I take God’s law in the Old Testament and I believe that the civil magistrate ought to use that law to inform his role as God’s servant.

Does this make me a theonomist? To many the answer is “yes, of course.” And many around me will say that they are theonomists because they believe something similar. This includes the rather strange animal, the theonomic baptist. I do not object to that being a thing. I just find it a strange thing. But the point here is not theonomic baptists per se, but how theonomy has come to mean something like “I want to take the Old Testament Law of God seriously for our civil institutions.”

A prime example (back to the Presbyterian world) is my fellow presbyter, Douglas Wilson in this recent blogpost where he argues that theonomy is one of the things that makes his work and the work of those connected to him attractive. His point is correct. His theonomy is attractive. I’m just not sure you can call it Theonomy.

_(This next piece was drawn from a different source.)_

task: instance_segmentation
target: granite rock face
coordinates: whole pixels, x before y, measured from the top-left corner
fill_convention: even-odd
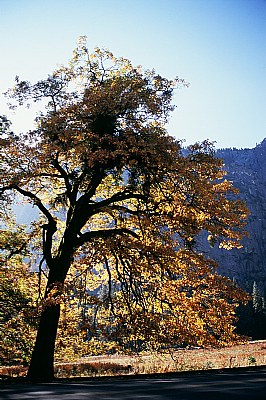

Perhaps I helplessly push against the winds of history on this point. Words come to mean very different things than the word-coiner’s intentions. This transformation of the word theonomy has been going on for a long time. Perhaps, I am a theonomist.

Perhaps I am too precise about the joists and beams in my intellectual architecture. In my understanding, RJ Rushdoony and Greg Bahnsen see a theonomist as one who holds that the civil law is to be directly applied to the civil magistrate’s role today. I do not agree. I believe in what the WCF calls a “general equity.” That has to be defined, but it is not theonomy. Therefore, the word is historically conditioned by a particular movement in time. I like my theology done decently and in good order, just like my worship, so I prefer to respect that historical moment. Therefore, I am not a theonomist.

For now I prefer to distance myself from the word theonomy, though I happily admire those who might not agree. Without a doubt I also admire Rushdoony and Bahnsen. They brought an important light on a forgotten topic. They are the reason I am much more sanguine about the benefits of Deuteronomy for the civil magistrate than the early reformed may have been. Let the civil magistrate have a Bible. Let him use his Bible to define his task. However, Rushdoony and Bahnsen are not careful in seeing what changed in the light of Jesus Christ. Further, they defined their project in a way that excludes certain ways of approaching this question. Therefore, I am not a theonomist.